Je ne vous ai pas parlé de la Corse, Monsieur le Ministre, à l’avenir de laquelle je reste attaché. Il s’y réalise un important programme d’investissement public. Peut-être pourriez-vous nous éclairer sur les réalisations et l’avancement de ce programme ?

Au total, Monsieur le Ministre, j’ai encore une raison de m’opposer au programme « politique des territoires », une raison que vous partagez sans doute, c’est son insuffisante, très insuffisante dotation en 2009 et surtout dans les deux années qui suivront.

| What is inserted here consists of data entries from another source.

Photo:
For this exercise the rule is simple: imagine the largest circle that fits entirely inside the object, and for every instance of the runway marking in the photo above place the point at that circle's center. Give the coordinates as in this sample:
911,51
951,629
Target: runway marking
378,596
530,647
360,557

Et c’est plus généralement une conception de l’Etat qui vous manque car il ne suffit pas d’être réactif, comme sait l’être le Président de la République à l’occasion : il faut inscrire son action dans la perspective longue d’un retour de la Puissance publique.

Bref, la crise n’est pas une parenthèse. C’est la fin d’une époque dominée par les dogmes du « tout-marché » comme si le marché était la clé de l’intérêt général.

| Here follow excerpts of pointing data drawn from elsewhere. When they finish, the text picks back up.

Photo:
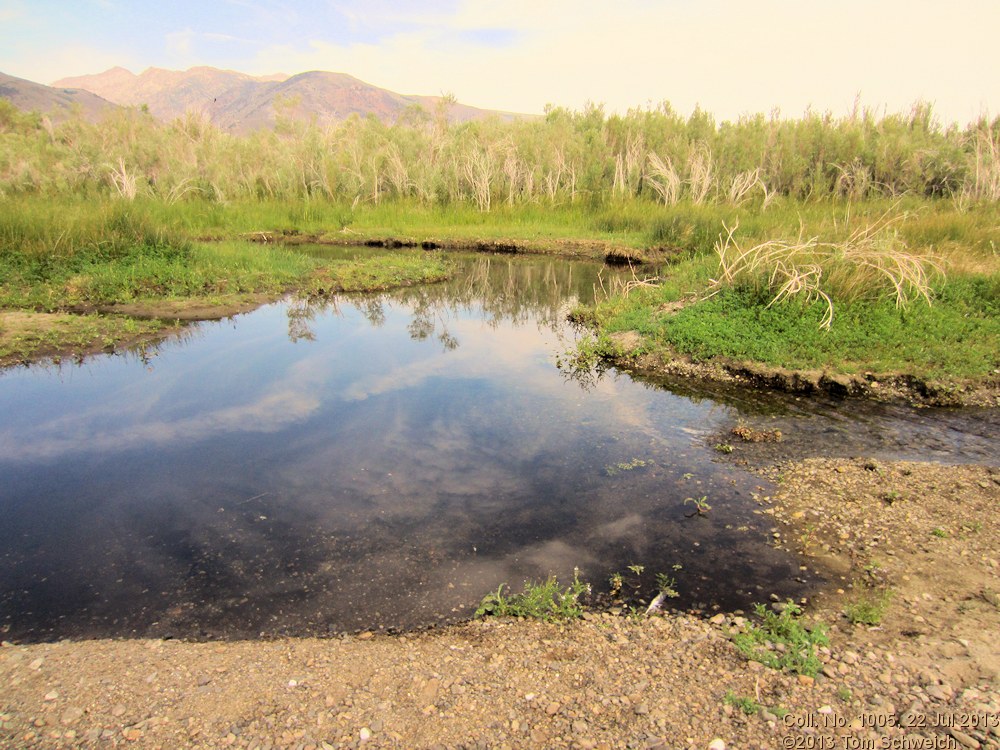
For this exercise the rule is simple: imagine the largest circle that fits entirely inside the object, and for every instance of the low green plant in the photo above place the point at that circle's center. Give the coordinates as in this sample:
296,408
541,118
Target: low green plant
745,704
701,506
546,600
667,585
868,606
781,641
616,582
636,463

Etes-vous en mesure, Monsieur le Ministre, de réhabiliter le long terme qui seul peut éclairer une véritable politique d’aménagement du territoire ? Le gouvernement auquel vous appartenez ne vous en donne pas les moyens. En a-t-il d’ailleurs la volonté ?


Rédigé par Jean-Pierre Chevènement le Vendredi 5 Décembre 2008 à 15:05 | Lu 5665 fois



1.Posté par furaxauboulot le 13/12/2008 17:49
Grace aux élus socialistes du Conseil général du Nord , le pouvoir d'achat et l'emploi dans ce département vont être considérablement améliorés. En effet , la taxe professionnelle augmente de 8% et la taxe foncière de 5,5%. Merci le PS ! Il y a des territoires qui feraient bien de s'interroger. Aménager le territoire; oui. Déménager les socialistes ; oui également.

2.Posté par furaxauboulot le 13/12/2008 22:14
Les opinions des uns et des autres peuvent librement s'exprimer sans entrave. Cet espace de Liberté est précieux et les interventions de qualité. Le syndicat de la pensée unique est ici banni.Cette alchimie : JPC+contributeurs+modérateur est à l'évidence un vrai succès.J'ai toujours un grand plaisir à apporter modestement comme vous tous ma pierre à l'édifice d'une pensée politique toujours mieux construite , en parfaite adéquation avec les valeurs de la République et l'honnêteté intellectuelle la plus scrupuleuse. Puisse ce site prospérer comme il le mérite et que nous tournions ensemble la page de cette terrible médiocrité qui salit tant un beau pays qui n'était pas destiné à tomber entre les mains des médiocres de droite et de gauche. J'ai la faiblesse de croire que le Peuple discerne toujours à terme la Vertu de la veulerie. Qui aurait dit en 56 ou même en 57 que le Général De Gaulle serait revenu aux affaires ? JPC a un vrai destin devant lui et ne doit pas se contenter d'un rôle trop modeste d'aiguillon ou pire de mouche du coche. Les hommes d'Etat , c'est à la faveur des pires moments qu'ils émergent.
Nous avons confiance en lui.Il peut compter sur notre Fidélité indéfectible. Qu'il soit assuré de notre soutien total et sans réserves.Je me fais ici l'interprète de ses Amis du Nord qui ne se résument pas aux adhérents du MRC au demeurant trés majoritairement estimables.